Puncak Maulid Adat Wet Sesait, Dulang Nasi Aji di Naikkan
Ritual prosesi Maulid Adat wet Sesait, pada puncaknya yang terakhir (hari keempat) dengan menaikkan Nasi Aji ke Mesjid Kuno.
Nasi Aji yang dinaikkan ini berjumlah tiga buah dulang yang berkaki
satu, yang bentuk dulangnya seperti Waruga pada jaman batu besar.
Disebut Nasi Aji, karena cara penyajian segala isinya dengan cara berdiri dan dibungkus / dibalut dengan kain putih.
“Pada intinya, ini adalah sebuah simbol bahwa, apapun isinya tidak ada yang mengetahui, karena dibungkus dengan kain putih,
Mengapa jumlahnya harus tiga dulang? karena itu ada hubungannya dengan Menjango, Membangar dan Bukak Tanak.
Dulang Nasi Aji berisikan segala jenis makanan yang sebelumnya sudah
disajikan oleh Praja Mulud di dalam Kampu.

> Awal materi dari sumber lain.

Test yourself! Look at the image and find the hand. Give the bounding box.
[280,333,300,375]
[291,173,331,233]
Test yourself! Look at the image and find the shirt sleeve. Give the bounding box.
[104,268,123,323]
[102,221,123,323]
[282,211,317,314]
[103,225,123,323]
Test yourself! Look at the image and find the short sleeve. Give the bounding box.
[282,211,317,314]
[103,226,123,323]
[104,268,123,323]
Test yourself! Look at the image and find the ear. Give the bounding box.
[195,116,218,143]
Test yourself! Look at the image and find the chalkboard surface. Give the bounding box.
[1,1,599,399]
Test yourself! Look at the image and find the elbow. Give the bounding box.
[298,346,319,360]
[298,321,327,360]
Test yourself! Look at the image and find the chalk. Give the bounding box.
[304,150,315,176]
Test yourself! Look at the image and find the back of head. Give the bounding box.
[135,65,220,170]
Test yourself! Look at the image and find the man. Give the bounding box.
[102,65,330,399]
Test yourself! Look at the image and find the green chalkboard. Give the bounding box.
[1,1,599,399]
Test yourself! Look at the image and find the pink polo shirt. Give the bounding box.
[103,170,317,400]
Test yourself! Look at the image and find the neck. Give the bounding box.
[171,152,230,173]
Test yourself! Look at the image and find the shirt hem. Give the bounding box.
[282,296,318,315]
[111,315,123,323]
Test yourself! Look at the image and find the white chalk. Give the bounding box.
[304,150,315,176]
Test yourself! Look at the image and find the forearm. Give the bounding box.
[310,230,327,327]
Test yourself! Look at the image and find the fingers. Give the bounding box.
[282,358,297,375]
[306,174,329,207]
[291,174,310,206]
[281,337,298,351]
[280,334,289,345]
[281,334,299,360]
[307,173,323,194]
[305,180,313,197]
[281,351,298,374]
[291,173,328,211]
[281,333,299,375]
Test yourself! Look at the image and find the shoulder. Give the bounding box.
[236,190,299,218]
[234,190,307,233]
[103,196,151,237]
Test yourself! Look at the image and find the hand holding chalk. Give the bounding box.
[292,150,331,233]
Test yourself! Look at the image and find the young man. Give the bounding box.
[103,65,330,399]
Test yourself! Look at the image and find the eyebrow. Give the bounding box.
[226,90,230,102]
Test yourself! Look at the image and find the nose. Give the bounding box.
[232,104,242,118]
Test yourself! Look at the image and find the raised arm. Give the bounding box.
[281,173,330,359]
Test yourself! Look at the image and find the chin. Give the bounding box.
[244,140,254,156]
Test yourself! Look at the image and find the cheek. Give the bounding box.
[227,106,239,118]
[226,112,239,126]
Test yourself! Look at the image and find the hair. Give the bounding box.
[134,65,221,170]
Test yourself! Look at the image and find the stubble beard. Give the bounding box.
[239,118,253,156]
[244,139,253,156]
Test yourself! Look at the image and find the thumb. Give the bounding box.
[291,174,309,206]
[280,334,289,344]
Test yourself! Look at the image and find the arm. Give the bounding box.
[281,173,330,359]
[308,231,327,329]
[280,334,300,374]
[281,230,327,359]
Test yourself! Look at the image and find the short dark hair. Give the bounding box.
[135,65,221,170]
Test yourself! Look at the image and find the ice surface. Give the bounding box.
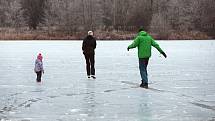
[0,40,215,121]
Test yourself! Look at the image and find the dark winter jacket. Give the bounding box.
[82,35,97,55]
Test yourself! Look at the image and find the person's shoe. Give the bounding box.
[143,83,148,89]
[91,75,96,79]
[87,75,91,79]
[140,83,148,89]
[140,82,144,87]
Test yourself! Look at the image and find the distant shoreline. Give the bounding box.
[0,39,214,41]
[0,28,213,40]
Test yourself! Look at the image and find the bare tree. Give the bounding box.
[0,0,214,38]
[20,0,47,30]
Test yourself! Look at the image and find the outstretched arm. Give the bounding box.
[152,39,167,58]
[127,37,139,51]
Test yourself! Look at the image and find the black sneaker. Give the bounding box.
[140,83,148,89]
[143,83,148,89]
[87,75,91,79]
[91,75,96,79]
[140,82,144,87]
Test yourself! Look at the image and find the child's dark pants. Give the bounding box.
[36,71,42,82]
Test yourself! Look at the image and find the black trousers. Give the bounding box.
[84,54,95,76]
[36,71,42,82]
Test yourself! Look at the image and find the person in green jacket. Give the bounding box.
[127,29,167,88]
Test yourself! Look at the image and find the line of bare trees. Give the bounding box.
[0,0,215,37]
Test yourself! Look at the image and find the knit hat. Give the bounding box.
[88,31,93,36]
[37,53,43,61]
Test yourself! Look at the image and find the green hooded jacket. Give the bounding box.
[128,31,164,59]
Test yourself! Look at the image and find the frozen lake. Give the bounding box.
[0,40,215,121]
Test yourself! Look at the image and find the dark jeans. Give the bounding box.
[139,58,149,84]
[84,54,95,76]
[36,71,42,82]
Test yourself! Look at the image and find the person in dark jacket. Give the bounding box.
[82,31,97,79]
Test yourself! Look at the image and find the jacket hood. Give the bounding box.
[139,31,147,36]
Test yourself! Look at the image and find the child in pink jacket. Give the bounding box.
[34,53,44,82]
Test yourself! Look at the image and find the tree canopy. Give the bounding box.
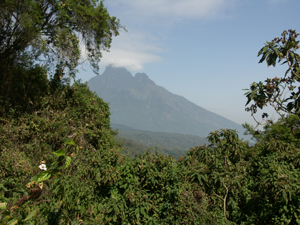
[0,0,124,116]
[0,0,123,75]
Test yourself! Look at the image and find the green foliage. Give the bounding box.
[245,29,300,124]
[244,114,300,146]
[0,0,123,75]
[0,0,124,117]
[0,63,49,117]
[179,129,249,224]
[0,82,117,224]
[180,126,300,224]
[1,17,300,224]
[243,139,300,224]
[241,29,300,224]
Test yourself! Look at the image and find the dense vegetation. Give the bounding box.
[0,1,300,223]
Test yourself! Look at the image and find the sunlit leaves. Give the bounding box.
[36,171,51,183]
[246,29,300,124]
[65,156,71,169]
[54,149,65,157]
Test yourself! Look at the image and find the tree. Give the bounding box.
[242,30,300,224]
[0,0,124,115]
[0,0,123,75]
[245,29,300,125]
[180,129,249,223]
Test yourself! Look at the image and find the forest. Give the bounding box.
[1,0,300,224]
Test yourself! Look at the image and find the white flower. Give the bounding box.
[39,164,47,171]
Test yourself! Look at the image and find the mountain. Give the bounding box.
[88,66,246,138]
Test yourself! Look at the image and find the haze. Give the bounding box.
[77,0,300,126]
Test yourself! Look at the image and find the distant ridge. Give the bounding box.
[88,66,246,138]
[112,123,207,158]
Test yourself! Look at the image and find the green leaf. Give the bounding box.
[65,156,71,169]
[135,208,140,218]
[54,149,65,157]
[0,202,6,210]
[98,203,103,211]
[24,209,37,221]
[96,172,101,182]
[53,185,60,194]
[198,174,203,183]
[274,47,281,57]
[259,50,271,63]
[7,219,18,225]
[37,171,51,183]
[31,175,38,182]
[285,67,291,78]
[258,46,268,56]
[0,184,8,192]
[93,207,98,215]
[65,139,75,145]
[80,205,86,215]
[266,52,277,67]
[282,190,288,204]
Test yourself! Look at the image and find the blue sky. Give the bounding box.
[77,0,300,126]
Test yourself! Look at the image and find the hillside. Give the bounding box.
[88,66,246,138]
[113,124,207,158]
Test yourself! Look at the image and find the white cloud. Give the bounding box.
[100,31,163,71]
[101,47,162,71]
[79,0,237,72]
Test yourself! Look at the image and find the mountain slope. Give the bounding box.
[88,66,245,137]
[112,123,207,158]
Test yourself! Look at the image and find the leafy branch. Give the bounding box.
[245,29,300,125]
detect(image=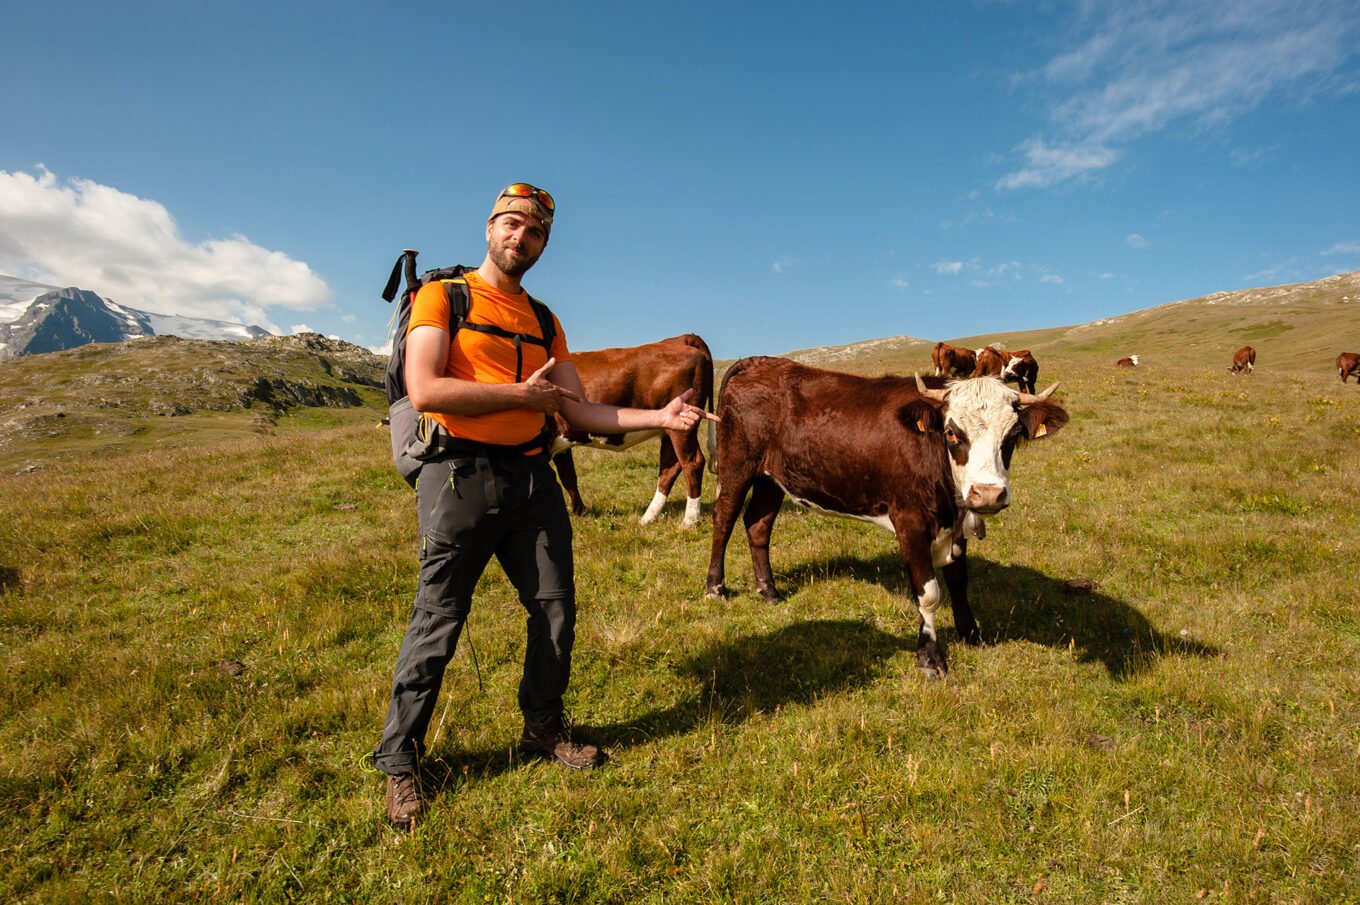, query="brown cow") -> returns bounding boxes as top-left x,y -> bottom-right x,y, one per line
932,342 -> 978,379
1229,346 -> 1256,375
948,346 -> 977,377
1337,352 -> 1360,383
551,334 -> 714,527
705,359 -> 1069,677
1000,350 -> 1039,394
973,346 -> 1006,377
1115,355 -> 1140,368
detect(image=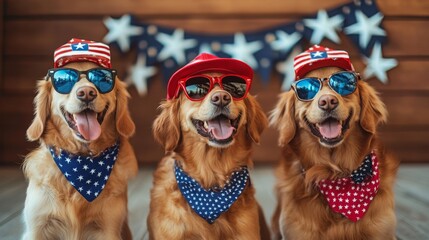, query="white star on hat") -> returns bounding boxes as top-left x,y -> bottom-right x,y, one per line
303,10 -> 344,44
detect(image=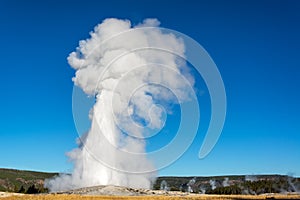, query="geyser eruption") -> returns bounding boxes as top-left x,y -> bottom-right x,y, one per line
45,18 -> 194,192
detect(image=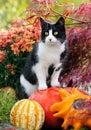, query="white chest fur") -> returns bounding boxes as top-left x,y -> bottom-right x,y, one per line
38,41 -> 65,66
32,41 -> 66,90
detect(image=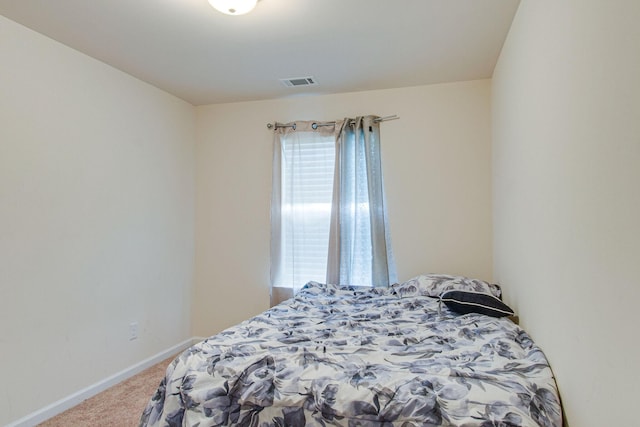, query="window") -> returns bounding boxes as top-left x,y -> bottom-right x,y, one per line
278,131 -> 335,287
271,117 -> 396,298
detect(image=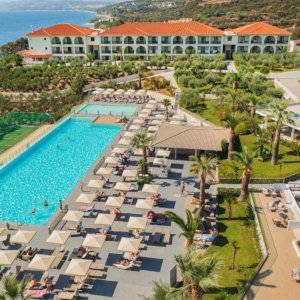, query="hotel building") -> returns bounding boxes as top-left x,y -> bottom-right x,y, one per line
20,21 -> 291,64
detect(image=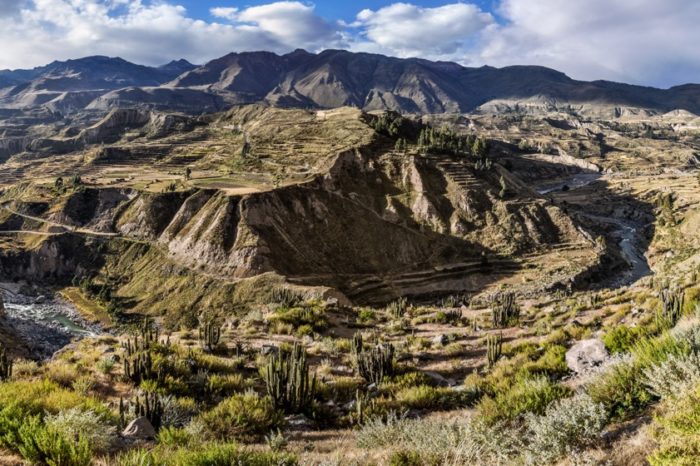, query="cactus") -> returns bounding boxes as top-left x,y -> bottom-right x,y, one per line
263,341 -> 316,414
270,288 -> 303,307
486,333 -> 503,368
0,343 -> 12,381
123,348 -> 163,385
490,292 -> 520,328
352,332 -> 394,384
352,332 -> 363,356
122,317 -> 164,385
199,320 -> 222,353
386,297 -> 408,319
658,288 -> 685,328
120,392 -> 163,431
355,389 -> 368,425
123,317 -> 159,356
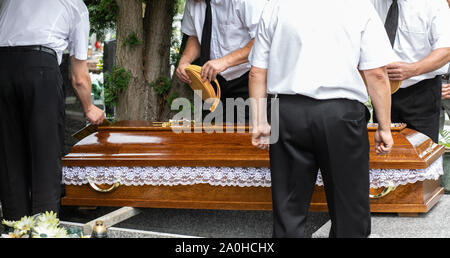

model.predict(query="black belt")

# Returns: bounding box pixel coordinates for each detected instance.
[0,45,57,59]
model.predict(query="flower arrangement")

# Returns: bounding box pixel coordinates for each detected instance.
[2,211,84,238]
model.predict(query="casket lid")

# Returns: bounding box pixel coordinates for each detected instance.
[62,121,443,169]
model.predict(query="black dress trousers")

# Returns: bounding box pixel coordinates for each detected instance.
[392,77,442,143]
[203,72,251,124]
[218,72,250,122]
[270,94,371,238]
[373,76,442,143]
[0,50,65,220]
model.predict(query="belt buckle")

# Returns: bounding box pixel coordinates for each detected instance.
[443,74,449,83]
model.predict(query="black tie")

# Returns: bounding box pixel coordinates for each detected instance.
[384,0,399,47]
[199,0,212,66]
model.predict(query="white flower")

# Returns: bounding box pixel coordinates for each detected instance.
[32,224,68,238]
[7,230,29,238]
[2,219,16,228]
[2,211,72,238]
[2,217,35,238]
[15,216,36,233]
[53,227,69,238]
[36,211,59,227]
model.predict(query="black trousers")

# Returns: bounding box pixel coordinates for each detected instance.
[270,94,371,238]
[374,76,442,143]
[204,72,250,123]
[207,71,273,123]
[218,72,250,102]
[0,50,64,220]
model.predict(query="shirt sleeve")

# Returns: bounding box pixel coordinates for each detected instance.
[249,0,279,69]
[358,4,397,70]
[237,0,267,39]
[181,0,197,37]
[429,0,450,50]
[69,10,90,61]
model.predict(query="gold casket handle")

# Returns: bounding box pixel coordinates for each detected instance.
[87,178,120,193]
[370,185,397,199]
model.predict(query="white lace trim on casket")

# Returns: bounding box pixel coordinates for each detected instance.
[315,156,443,188]
[62,157,443,189]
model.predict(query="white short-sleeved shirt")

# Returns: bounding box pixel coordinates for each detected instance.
[0,0,90,64]
[250,0,396,104]
[181,0,266,81]
[370,0,450,88]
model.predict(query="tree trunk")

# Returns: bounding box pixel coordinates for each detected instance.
[114,0,175,121]
[160,34,194,121]
[144,0,175,121]
[115,0,148,121]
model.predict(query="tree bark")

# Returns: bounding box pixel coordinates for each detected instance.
[114,0,177,121]
[115,0,148,121]
[144,0,175,121]
[160,34,194,121]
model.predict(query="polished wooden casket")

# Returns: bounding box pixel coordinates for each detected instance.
[61,121,444,216]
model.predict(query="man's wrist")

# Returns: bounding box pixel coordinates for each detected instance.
[84,103,95,114]
[411,62,421,78]
[378,125,391,133]
[221,56,232,68]
[179,60,191,67]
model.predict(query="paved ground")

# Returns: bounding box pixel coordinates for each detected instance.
[314,194,450,238]
[1,205,329,237]
[2,195,449,237]
[58,206,330,238]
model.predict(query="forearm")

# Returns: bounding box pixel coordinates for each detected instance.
[70,57,94,113]
[364,67,392,131]
[221,39,255,68]
[179,36,201,65]
[249,66,268,126]
[72,75,93,114]
[412,47,450,76]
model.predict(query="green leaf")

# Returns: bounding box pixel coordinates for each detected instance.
[104,66,131,107]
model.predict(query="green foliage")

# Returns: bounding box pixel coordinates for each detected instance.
[150,77,171,96]
[167,93,180,108]
[84,0,118,39]
[167,92,194,114]
[92,81,103,100]
[123,32,143,49]
[170,32,182,67]
[84,0,189,116]
[363,99,374,123]
[104,66,131,107]
[439,129,450,148]
[174,0,186,16]
[96,58,104,71]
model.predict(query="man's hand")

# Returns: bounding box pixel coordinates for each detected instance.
[252,123,271,150]
[86,104,105,125]
[374,129,394,155]
[201,58,229,82]
[442,83,450,100]
[387,62,418,81]
[175,62,192,84]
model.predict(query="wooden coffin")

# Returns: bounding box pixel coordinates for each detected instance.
[61,121,444,215]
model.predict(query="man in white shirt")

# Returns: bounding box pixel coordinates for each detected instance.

Isinya terdiri dari nasi,
lauk-pauk (tanpa garam), pisang, jaja pangan, jaja tutu dan lain
secukupnya. Semua penganan ini disajikan / diatur dengan cara berdiri.
Masing-masing dulang dibungkus dengan menggunakan kain putih
(melambangkan kesucian).
Nasi Aji yang berjumlah tiga dulang
ini, diperuntukkan bagi Tau Lokak Empat. Sedangkan dulang selebihnya itu
adalah sebagai pengiring dulang Nasi Aji, dan diperuntukkan bagi siapa
saja yang ada di dalam Mesjid Kuno.
“Khusus dulang Nasi Aji yang
tiga buah ini, sudah ada peruntukannya. Satu dulang untuk pasangan
Pemusungan dan Penghulu, satu dulang untuk pasangan Mangkubumi dan
Jintaka, dan satu dulang yang lainnya diperuntukkan bagi tamu undangan
yang lain, yang setingkat dengan jabatan Tau Lokak Empat,
Tetapi
yang unik disini, lanjutnya, bahwa Mangkubumi itu tidak makan. Sebagai
penggantinya dicarilah orang yang sederajat dengannya, untuk menyantap
Nasi Aji bersama dengan Jintaka
Ada lagi sebutan yang unik dalam
Tau Lokak Empat. Misalnya, Penghulu, tidak disebutkan Penghulu saja,
tetapi ditambah sebutan nama didepannya dengan sebutan Mas Penghulu.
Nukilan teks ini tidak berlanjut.